Personally following up with your leads should be an important part of your sales strategy. In the sales series I ran on the podcast, I talked to some incredible guests about exactly this — and Zoë Dew is the expert when it comes to retention marketing and keeping clients coming back. Her whole zone of genius is the idea that the people you need to hit your revenue goals are probably already in your world. You don’t always need more leads. Sometimes you just need to follow up with the ones you already have.
So here’s your homework: sit down and find your leads from Q1 that didn’t book. Write down what offer they were interested in — or one that’s a better fit for where they might be now. Make a plan for the follow-up. And keep notes. 👍🏽
Reach out personally — not through an automated sequence — and lead with genuine curiosity rather than a direct sales ask. Reference something specific from your original conversation, ask where they landed, and give them an easy opening to say they already moved on or that they’re still interested. The goal is closure, not necessarily a booking.

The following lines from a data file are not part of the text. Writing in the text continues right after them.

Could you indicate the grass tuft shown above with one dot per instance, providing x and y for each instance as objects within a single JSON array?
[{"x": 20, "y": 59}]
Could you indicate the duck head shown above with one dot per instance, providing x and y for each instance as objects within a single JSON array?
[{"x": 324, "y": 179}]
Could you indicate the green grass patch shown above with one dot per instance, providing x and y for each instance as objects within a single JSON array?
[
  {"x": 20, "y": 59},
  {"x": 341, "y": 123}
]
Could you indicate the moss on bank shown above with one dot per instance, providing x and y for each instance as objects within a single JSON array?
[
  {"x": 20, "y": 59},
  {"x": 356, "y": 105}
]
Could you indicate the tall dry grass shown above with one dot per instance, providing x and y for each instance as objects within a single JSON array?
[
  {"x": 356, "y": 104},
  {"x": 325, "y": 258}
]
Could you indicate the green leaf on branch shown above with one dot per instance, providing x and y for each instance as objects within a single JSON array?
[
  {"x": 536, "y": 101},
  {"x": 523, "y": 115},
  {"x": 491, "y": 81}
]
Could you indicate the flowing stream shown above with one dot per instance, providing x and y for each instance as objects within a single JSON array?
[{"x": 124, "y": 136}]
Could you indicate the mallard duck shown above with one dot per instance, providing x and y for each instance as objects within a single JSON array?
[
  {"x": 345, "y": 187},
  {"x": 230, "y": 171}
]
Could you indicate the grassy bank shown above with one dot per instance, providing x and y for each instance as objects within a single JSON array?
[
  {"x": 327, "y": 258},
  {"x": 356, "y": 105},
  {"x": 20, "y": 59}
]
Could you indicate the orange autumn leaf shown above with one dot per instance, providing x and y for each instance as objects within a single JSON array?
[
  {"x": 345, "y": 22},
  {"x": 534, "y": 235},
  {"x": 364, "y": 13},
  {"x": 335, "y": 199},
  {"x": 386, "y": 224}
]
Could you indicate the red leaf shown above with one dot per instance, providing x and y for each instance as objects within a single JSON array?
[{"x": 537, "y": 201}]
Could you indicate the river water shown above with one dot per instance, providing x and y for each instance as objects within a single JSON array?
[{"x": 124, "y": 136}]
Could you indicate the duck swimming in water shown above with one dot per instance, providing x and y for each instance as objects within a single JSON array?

It’s almost never too late, as long as they didn’t explicitly tell you they hired someone else during your original follow-up sequence. People’s circumstances change — budgets free up, priorities shift, and a timely personal check-in months later can land better than the original outreach did.
Automated follow-up emails go out within days or weeks of an inquiry, while the lead is still warm and actively comparing options. A personal follow-up happens months later, is written specifically for that person, and is sent manually — not through a sequence. Automation can remind you who to reach out to; the message itself should feel human.
Yes — past clients are your warmest possible outreach because they already trust you and know what it’s like to work with you. A personal check-in that references the work you did together and asks what they’re working on now is far more effective than a broadcast email, and costs a fraction of the effort of converting a brand new lead.
Ask where they are in their process, not whether they enjoyed the download. Something like: “A lot of people who grab [freebie name] are in the middle of [specific situation] — is that where you are? Happy to point you toward something more specific if it would help.” This opens a real conversation rather than asking for a yes or no on a purchase.
Match the channel to the last place you actually connected. Email works as a default for most leads and past clients. A DM makes sense if you had a rapport on social media. A phone call or voice note is appropriate only for someone you had a substantial conversation with who felt like a strong fit — not for someone who only filled out a contact form.